Exercise and Depression
Can exercise help you beat—or at least treat—depression?
Depression goes beyond feeling sad. Depression is a serious illness. It's a brain disorder most likely caused by a "combination of genetic, biological, environmental and psychological factors," states the National Institute of Mental Health. It can turn your world inside out and upside down. However, there is help and hope.
Depression can be treated with medications and psychotherapy. Additionally, several studies have been conducted about the relationship between exercise and depression. We know that exercise can be instrumental in the prevention of conditions such as hypertension and heart disease, but daily exercise may also help reduce depression and anxiety.
The exercise-depression link. Exercise releases endorphins, which move throughout your body. Endorphins aid your immune system, but they may also serve to boost your mood, according to the Harvard Medical School. Harvard reports there's a theory that "exercise stimulates the neurotransmitter norepinephrine, which may directly improve mood." In addition to the endorphins released during exercise, your body's core temperature increases when you work out, which may relieve anxiety.
Ways exercise can help depression. The Mayo Clinic lists four psychological and emotional benefits of exercise, which can help with depression. These include increased confidence, temporary escape from worries, an opportunity for social interaction and a simple but healthy way to cope with the illness.

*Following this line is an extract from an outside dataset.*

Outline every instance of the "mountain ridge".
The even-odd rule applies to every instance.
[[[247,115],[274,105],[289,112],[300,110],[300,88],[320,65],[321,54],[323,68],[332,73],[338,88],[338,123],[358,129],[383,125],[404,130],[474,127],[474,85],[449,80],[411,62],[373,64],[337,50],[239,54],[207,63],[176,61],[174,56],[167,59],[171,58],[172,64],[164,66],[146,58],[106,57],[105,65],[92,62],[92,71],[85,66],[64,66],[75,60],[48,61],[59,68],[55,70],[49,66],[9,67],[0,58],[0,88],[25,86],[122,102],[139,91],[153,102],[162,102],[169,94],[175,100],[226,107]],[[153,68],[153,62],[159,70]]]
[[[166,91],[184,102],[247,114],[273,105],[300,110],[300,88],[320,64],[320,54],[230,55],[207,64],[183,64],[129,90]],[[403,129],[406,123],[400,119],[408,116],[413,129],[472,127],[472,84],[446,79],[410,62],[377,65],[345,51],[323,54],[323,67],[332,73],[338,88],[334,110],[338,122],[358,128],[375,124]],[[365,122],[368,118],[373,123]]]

Lasting effects of exercise. In studies, depression patients who incorporated daily exercise into their lives experienced several positive effects. Regarding a study at Duke University, Dr. James Blumenthal states, "Patients who exercised may have felt a greater sense of mastery over their condition and gained a greater sense of accomplishment." It becomes a positive cycle. Once the exercise begins to help you feel better, you want to exercise more. By maintaining the routine, you reduce your depression symptoms and continue to feel better.
What kind of exercise helps? Any exercise that gets you up and moving is recommended. Walking 35 minutes at least five days a week can help with depression symptoms. A 60-minute brisk walk, three times a week, can help as well. Yoga and group exercise classes can also be beneficial, giving you a group activity to look forward to each week. Before starting any exercise routine, consult with your physician. He or she may be able to recommend local programs that will fit your personal needs.